After Bolaño's death, I remember being surprised at the seemingly bottomless supply of his works that had not yet been published in English. I'm not positive, but I believe that I learned about Bolaño in the same moment I learned about his early death, in a review of one of his books on NPR. (Googling leads me to believe it was probably this story about The Savage Detectives; I have a weirdly specific memory of driving on the BQE or possibly the Whitestone Expressway when I heard the story.) Then I remember clearly when 2666 came out and I was under the impression that he had just the two books. I got around to reading The Savage Detectives in 2009 and read 2666 a couple years later, and then at some point — I have no idea where in the timeline of all this exactly, though it must have been after I had read at least one of his books — my dad gave me a whole stack of Bolaño books, mostly those published by New Directions. After reading the big two, I read some of the smaller books here and there. I didn't pay too much attention as the posthumous works came out. But when I saw or heard reports that there was a new Bolaño book, I would marvel and rejoice that he'd left so much behind, that there was so much still untranslated. 

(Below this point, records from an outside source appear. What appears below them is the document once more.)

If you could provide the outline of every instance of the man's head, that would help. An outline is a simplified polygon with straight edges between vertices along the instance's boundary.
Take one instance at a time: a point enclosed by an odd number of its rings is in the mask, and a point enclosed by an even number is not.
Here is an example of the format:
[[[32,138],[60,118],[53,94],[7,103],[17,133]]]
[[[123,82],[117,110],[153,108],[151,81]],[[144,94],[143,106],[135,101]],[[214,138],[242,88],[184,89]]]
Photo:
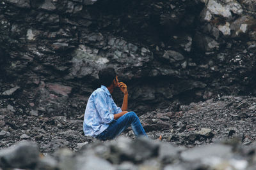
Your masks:
[[[116,73],[113,68],[104,68],[100,71],[98,75],[101,85],[108,87],[111,86],[112,83],[113,83],[114,87],[117,86],[118,80],[117,79]]]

I may be mistaken, but I seem to remember hearing that The Spirit of Science Fiction is the last of his books to be published, suggesting they have finally reached the bottom of the volumes he left behind, though perhaps it is just the latest to be published. (Is it even that? I actually don't know for sure.) I had somehow assumed it was something he wrote late in his life, though on reflection given the timing of the publication of 2666 vis-à-vis his death, there's probably not much at all that came later in his life than that. In any case, I was surprised as I was reading The Spirit of Science Fiction to come across characters who were familiar to me from The Savage Detectives. When I looked into it and found it was written well before The Savage Detectives and published posthumously both in Spanish and English, things made much more sense. I enjoyed The Spirit of Science Fiction well enough, but it has nothing on the later works, including Bolaño's other short fiction. As someone with completist tendencies, this wouldn't have changed my decision to buy it or read it, though perhaps I would have chosen a different option from among the books I picked up in Seattle to read at just this moment. But I did manage to start and finish it over the course of my short vacation, so there's that. I read an entire book and a good chunk of another on a four-day trip, which definitely counts as rare for me.